Two surviving members of the Second World War Glider Pilot Regiment (GPR) have stressed the importance of the wooden aircraft on D-Day, saying “it couldn’t have been done another way”.

Gliders, used to transport troops and supplies, were towed by bombers over northern France before gliding into the landing zone in Normandy.

Soldiers were then able to capture bridges over the river and canal at Benouville, hampering the movement of enemy troops and allowing Allied forces to press forward from the beaches.

Rhyl Journal:

The GPR has said it is not aware of any surviving members of the unit who were involved on June 6 1944.

Brian Latham, 100, of Llandudno, flew a glider carrying troops and supplies into Germany during Operation Varsity, just a few weeks before VE Day.

He said of the glider: “It was a very useful thing towards the end of the war and it was vital on D-Day, the gliders landed ahead of the troops and they took various important things like the Pegasus Bridge.

“They lost a hell of a lot of people, I do know that.”

Asked what it was like to fly, he went on: “It was quite an experience, there was no soaring, you just went straight down.

“It was like a mosquito made of plywood.”

Peter Davies, 101, of Bollington in Cheshire, flew a Hamilcar glider as part of Operation Varsity, which targeted the Rhine in Germany in 1945.

He said of the glider: “It’s very different from flying a powered aircraft because once you’re towed and you’re committed there’s only one way, and that’s down, it’s like flying a brick.
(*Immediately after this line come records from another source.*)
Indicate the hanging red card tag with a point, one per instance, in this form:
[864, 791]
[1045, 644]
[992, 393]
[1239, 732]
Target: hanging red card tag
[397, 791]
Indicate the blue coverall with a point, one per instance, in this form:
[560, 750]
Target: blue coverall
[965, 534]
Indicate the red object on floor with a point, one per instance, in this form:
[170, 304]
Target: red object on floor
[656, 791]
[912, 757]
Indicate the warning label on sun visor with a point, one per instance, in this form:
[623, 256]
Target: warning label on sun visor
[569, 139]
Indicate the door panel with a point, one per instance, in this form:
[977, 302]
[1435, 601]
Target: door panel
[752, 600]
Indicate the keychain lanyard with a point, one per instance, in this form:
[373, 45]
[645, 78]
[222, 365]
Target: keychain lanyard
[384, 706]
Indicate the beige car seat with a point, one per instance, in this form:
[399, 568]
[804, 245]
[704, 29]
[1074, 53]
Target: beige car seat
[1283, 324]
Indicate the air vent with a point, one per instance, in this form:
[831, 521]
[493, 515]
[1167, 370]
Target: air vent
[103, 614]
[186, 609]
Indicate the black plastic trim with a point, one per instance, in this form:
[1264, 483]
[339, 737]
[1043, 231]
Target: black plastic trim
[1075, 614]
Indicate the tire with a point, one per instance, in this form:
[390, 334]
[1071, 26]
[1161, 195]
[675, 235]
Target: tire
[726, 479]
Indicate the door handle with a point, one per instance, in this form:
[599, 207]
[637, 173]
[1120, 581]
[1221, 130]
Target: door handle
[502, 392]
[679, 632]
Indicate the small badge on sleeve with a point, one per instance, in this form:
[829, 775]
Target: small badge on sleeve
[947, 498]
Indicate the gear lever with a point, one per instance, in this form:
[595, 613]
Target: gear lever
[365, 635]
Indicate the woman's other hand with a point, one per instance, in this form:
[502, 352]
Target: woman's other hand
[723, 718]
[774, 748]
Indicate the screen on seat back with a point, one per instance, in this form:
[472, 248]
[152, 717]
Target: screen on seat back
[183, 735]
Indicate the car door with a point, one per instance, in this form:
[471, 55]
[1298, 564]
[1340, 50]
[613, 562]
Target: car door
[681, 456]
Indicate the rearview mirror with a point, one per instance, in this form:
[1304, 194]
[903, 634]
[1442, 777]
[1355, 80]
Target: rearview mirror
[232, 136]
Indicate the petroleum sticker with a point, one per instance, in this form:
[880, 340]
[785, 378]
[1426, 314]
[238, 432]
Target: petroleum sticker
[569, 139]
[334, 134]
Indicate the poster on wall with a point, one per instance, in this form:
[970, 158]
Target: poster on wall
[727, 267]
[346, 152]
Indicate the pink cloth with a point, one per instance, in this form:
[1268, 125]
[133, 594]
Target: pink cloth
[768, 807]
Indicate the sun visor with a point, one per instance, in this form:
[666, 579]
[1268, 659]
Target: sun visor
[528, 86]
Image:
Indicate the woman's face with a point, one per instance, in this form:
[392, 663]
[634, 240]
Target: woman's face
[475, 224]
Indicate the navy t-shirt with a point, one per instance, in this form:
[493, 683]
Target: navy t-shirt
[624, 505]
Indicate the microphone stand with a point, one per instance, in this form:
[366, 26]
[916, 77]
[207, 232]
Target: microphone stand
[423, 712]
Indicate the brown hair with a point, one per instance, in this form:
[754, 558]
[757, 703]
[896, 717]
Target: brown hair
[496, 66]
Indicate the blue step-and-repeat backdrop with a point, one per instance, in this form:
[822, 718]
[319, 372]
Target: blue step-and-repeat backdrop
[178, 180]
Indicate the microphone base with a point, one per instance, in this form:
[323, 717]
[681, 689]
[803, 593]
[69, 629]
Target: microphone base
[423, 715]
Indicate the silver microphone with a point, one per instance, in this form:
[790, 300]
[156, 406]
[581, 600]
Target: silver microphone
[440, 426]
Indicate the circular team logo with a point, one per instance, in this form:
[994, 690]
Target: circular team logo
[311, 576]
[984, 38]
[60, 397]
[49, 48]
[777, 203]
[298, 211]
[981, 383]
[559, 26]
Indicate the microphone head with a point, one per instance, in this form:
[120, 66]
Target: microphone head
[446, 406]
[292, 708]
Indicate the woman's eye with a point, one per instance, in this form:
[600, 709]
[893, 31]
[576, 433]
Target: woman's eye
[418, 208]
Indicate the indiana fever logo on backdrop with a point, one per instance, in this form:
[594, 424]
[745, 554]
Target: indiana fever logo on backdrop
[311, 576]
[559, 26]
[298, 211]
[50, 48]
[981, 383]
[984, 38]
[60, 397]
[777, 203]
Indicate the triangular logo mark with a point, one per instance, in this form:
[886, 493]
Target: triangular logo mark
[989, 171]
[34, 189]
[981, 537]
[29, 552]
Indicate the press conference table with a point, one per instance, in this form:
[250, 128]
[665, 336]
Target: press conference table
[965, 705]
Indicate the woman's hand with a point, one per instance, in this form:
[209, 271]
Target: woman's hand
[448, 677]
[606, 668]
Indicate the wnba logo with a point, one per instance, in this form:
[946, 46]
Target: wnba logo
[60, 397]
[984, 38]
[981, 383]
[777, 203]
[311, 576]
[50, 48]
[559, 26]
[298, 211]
“It’s a question of making a lot of judgments, I suppose. it was just the job, you didn’t think about it, it was how you did it.

“When you landed, you had 30 men around you, unlike parachutists who were spread all over the place.

“It meant the unit was a unit. How would you get a tank or 17-pounder gun on the ground? By putting them in a bloody big aircraft.

“It just so happens that the glider didn’t have any engines, but we probably carried more troops than ever jumped out of an aeroplane.”

However, Mr Davies said he would be “amazed” if the glider was mentioned as part of the D-Day news coverage, saying “we’re all old men now”.

He went on: “The guys who flew the coup-de-main and took the bridges, it couldn’t have been done any other way, that couldn’t have been done by parachuters.

“In one case there was three gliders all landing within 50 metres of the bridge, that was the epitome of navigation, timing and skill.

“These guys spent hours practising and flying certain compass headings for so long… without the bridge being taken that flank of the landing zones would have been vulnerable.”

Jane Barkway-Harney, 60, a teacher from Horsham in West Sussex, and the daughter of D-Day Horsa glider pilot Geoff Barkway, said the regiment had “earned its place in history”.

Her father, the pilot of the third glider to land at Pegasus Bridge, was shot in the wrist and later had his arm amputated.

Ms Barkway-Harney said: “If you had a plane that dropped loads of paratroops, they could be scattered over quite a wide area by the time they landed and it takes a long time for them to gather back together again and you lose the element of surprise.

“So the idea of the glider was that actually it would land silently, nobody knew it was coming and you instantly had 30 people ready to fight all on the same spot and ready to go.”

Family members of glider pilots involved in the D-Day operation are to visit Normandy.